Created 01-08-2021 04:24 AM
I want to generate Avro Schema from CSV file using Kite SDK in java.
is there any way that we can do it?
Created 01-08-2021 01:12 PM
NiFi offers many "record" based processors that support various record readers and writers.
Those record readers have the ability of inferring an avro schema from the incoming record and the record writer can be configured to write the inferred schema to an attribute on the outgoing FlowFile.
There is no specific infer schema processor for CSV source data. That would require a custom processor (perhaps one that utilizes the existing CSVReader controller service.
Typically you would use a record based processor to manipulate, split, validate your record, so I am not the value or use case fro only wanting to infer the avro schema.

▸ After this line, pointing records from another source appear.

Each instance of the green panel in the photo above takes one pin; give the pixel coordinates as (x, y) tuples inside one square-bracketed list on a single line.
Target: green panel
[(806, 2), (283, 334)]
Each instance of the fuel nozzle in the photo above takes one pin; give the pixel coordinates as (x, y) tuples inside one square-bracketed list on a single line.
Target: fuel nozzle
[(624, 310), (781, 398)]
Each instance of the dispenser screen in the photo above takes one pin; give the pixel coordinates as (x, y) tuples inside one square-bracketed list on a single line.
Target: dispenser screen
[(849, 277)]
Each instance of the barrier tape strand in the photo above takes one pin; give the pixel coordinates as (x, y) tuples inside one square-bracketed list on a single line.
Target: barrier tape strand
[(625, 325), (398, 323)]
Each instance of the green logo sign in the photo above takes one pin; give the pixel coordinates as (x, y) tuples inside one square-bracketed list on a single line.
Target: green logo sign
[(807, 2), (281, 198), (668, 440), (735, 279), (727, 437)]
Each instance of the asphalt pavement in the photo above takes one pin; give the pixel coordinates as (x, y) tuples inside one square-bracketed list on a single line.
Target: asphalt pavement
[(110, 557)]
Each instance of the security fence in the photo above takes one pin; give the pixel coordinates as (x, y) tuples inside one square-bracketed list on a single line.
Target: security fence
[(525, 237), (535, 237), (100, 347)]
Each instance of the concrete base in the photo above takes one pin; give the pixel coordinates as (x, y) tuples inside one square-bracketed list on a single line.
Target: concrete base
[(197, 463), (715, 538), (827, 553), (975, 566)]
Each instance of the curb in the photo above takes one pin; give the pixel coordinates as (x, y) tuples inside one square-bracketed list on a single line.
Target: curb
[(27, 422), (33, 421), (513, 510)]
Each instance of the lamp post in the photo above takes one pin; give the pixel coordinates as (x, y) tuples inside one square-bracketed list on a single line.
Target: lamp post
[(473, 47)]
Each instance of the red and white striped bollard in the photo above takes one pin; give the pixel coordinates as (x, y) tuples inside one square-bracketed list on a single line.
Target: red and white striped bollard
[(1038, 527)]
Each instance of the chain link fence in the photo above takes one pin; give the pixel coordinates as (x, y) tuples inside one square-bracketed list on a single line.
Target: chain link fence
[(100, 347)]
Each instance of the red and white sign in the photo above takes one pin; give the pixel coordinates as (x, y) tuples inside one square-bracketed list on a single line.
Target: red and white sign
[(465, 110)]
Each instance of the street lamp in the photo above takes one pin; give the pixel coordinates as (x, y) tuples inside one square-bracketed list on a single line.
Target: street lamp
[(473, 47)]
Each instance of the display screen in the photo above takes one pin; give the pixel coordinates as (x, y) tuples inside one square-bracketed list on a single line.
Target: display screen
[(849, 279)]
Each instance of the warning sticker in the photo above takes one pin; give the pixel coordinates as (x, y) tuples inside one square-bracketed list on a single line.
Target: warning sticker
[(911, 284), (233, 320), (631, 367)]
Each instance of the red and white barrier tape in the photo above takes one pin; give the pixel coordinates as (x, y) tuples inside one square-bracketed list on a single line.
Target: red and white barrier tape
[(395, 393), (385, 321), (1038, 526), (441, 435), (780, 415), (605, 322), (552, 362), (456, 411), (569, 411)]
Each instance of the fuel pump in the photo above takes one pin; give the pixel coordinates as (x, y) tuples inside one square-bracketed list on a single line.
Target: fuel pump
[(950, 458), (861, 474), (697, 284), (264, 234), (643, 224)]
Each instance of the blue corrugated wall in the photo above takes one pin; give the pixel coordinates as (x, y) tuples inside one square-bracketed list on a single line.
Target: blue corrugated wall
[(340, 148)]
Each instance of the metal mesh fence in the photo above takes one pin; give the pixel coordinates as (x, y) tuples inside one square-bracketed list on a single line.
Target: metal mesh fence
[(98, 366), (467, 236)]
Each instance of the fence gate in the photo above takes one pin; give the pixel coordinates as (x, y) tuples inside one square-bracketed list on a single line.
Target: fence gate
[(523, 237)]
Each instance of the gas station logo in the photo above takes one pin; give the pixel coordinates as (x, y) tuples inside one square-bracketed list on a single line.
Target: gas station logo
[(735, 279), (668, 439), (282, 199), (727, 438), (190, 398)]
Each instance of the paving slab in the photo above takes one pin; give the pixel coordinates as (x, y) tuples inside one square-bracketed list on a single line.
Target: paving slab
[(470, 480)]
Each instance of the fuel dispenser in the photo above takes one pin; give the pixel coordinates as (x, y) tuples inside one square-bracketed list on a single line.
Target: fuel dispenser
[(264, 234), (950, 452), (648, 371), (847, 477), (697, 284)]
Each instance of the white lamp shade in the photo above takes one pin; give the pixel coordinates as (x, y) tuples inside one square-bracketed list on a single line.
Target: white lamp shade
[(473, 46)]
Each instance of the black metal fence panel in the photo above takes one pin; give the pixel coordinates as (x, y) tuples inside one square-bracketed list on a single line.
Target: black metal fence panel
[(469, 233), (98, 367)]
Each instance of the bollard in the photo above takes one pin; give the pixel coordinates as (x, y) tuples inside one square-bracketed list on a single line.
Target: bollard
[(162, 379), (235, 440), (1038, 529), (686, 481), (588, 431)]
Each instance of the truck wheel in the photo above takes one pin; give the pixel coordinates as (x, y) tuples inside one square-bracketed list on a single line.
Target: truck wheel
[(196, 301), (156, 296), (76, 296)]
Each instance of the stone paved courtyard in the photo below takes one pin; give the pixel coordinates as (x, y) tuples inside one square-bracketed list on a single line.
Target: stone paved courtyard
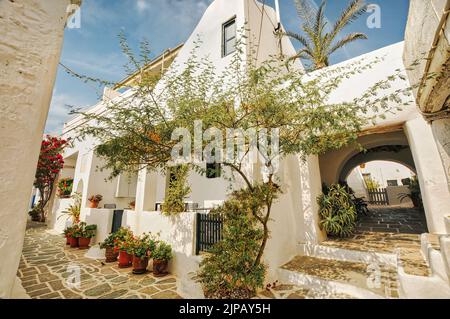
[(393, 220), (44, 271)]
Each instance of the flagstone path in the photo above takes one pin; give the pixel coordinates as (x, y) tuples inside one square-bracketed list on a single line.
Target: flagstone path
[(47, 266)]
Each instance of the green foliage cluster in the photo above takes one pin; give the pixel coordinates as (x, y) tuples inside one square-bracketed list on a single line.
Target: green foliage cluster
[(162, 251), (337, 212), (231, 269), (177, 190)]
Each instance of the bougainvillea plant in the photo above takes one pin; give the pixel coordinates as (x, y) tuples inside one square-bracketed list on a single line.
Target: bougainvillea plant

That being said, you can get that inferred schema for example by simply using the "ConvertRecord" processor with a "CSVReader" (configured to infer schema) and a "CSVRecordSetWriter" (configured to "set avro.schema' attribute"). The written FlowFile will be same as source FlowFile but it will have an additional "avro.schema" attribute on the FlowFile containing the inferred avro schema.
ConvertRecord:
CSVReader:
CSVRecordSetWriter:
Hope this helps,
Matt
Created 01-10-2021 11:04 PM
Thanks for your answer,
can we do it with JAVA using nifi libraries,
if yes, any sample code of it
Created 01-12-2021 05:34 AM
@Raj123
I am not a java developer, but NiFi is written in Java and the source code is open sourced.
You would need to look at the code for the CSVReader to see how it handles AVRO schema inference.
Sorry that I cannot be of more help in this specific query.